Another way to get arg(cis(θ)) is 2*atan(tan(θ/2))
RHS form is cheaper to compute.

Free42/Plus42:
Note: angle reduction code honors DEG/RAD/GRAD mode. I am not sure to count this as feature or bug.
Code:
00 { 13-Byte Prgm }
01▸LBL "A↓"
02 2
03 ÷
04 TAN
05 ATAN
06 ENTER
07 +
08 END

XEQ "RAD" 1e22 XEQ "A↓"      → -1.020177392559086973318201985281164

A convergent of pi (53 bits numerator) = 5706674932067741/1816491048114374

5706674932067741 XEQ "A↓" → 4.237546464512562184164292621941626e-16
(10-02-2023 10:59 PM)Albert Chan Wrote: [ -> ]scheme> (exp 0+1e22i)
0.523214785395139-0.8522008497671888i

Again, HP 50 approximate mode: (0, 1.E22) EXP
( .523214785403, -.852200849762 )
Real part looks bad but only off by 8 ULP's.
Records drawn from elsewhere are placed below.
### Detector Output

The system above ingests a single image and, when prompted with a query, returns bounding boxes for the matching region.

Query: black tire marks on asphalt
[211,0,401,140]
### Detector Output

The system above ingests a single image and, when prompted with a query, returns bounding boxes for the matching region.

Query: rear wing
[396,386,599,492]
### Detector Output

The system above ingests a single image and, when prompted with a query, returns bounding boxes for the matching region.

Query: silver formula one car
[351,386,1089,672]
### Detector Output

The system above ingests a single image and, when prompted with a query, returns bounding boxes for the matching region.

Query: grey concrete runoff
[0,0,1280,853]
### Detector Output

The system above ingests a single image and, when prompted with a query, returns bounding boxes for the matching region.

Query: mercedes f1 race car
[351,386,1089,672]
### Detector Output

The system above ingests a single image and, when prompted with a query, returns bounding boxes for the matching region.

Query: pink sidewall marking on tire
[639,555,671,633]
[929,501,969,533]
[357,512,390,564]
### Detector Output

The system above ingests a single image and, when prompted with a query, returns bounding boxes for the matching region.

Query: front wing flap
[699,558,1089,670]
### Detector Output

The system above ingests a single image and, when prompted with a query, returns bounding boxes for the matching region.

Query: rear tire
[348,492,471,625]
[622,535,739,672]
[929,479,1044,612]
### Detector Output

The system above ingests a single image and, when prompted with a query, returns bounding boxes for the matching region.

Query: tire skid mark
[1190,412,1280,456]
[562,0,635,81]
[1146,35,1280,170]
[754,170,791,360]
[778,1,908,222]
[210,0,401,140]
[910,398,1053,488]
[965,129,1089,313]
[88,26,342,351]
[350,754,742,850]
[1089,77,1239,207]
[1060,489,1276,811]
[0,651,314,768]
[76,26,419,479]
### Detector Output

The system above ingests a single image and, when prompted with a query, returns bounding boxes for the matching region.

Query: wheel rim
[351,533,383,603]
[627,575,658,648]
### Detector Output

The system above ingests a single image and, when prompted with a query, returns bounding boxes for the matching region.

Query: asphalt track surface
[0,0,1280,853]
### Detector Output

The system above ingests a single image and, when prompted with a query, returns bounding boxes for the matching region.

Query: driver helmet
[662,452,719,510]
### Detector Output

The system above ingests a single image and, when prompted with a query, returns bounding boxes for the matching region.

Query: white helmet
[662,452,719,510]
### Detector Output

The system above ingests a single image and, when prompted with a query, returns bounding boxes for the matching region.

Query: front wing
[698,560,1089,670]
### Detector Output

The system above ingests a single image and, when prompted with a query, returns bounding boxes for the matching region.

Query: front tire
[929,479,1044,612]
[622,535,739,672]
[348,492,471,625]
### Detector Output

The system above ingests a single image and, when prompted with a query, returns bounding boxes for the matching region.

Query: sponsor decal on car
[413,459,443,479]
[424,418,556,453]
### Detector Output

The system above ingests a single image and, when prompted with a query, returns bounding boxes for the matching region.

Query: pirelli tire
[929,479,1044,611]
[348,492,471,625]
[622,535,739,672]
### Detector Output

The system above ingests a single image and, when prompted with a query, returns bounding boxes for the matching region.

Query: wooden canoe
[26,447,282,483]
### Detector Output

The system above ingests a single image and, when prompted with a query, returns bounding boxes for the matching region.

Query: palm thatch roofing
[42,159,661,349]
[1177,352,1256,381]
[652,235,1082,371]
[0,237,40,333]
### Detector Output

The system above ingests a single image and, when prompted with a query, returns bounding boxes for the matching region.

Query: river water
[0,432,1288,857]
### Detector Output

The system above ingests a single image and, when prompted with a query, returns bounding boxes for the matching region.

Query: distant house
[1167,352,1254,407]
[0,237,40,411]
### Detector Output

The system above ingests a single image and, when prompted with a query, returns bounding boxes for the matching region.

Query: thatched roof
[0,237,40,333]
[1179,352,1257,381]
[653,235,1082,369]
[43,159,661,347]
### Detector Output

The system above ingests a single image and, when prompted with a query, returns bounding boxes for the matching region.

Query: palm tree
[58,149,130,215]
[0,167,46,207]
On the HP11C (no complex, so no EXP).
1E22 SIN -> -.984807753
1E22 COS -> .1736481777

There seems to have been a major improvement between the Nut era and the Saturn era.
(10-02-2023 11:49 PM)John Keith Wrote: [ -> ]Again, HP 50 approximate mode: (0, 1.E22) EXP
( .523214785403, -.852200849762 )
Real part looks bad but only off by 8 ULP's.

Actually, reduced angle is off by only 1 ULP (more precisely, 0.9087 ULP)
It look bad because reduced angle start with 1.0, making relative error big.
(this is more a problem with decimal vs binary machine, not angle reduction code)

I wonder how big is lookup table to get this good ...

>x = -1.020177392559087 ! = round(arg(cis(1e22)), -16)
>x
-1.02017739256
>exp((0,x))
 (.523214785394,-.852200849768)
>exp((0,neighbor(x,0)))
 (.523214785403,-.852200849762)
Curious concerning the problem of a calculator with 10 display digits (3 internally?) such as the HP 42S and HP 10b11+…how do they come up with such and accurate answer for sin(10^22)? sin(10^22)=-.852200849762 on the HP 42S, -.852200850 on the HP 10b11+ ?
(10-02-2023 04:24 PM)dm319 Wrote: [ -> ]Out of curiosity, I thought I'd run this on a HP-45 emulator (HP-1973). I don't have any retro HPs to try it on in real life, but I think this is the earliest with Radian support.

HP-45:
Got sin(1e22) as -0.944... and cos(1e22) as -0.2953...

My 45 gives the same on sin but -0.329593335 for cos
Serial 1349S59…
DM42 and DM32 are impressive: they get sin(1E22) correct to all 34 digits, and cos(1E22) off by only one ULP.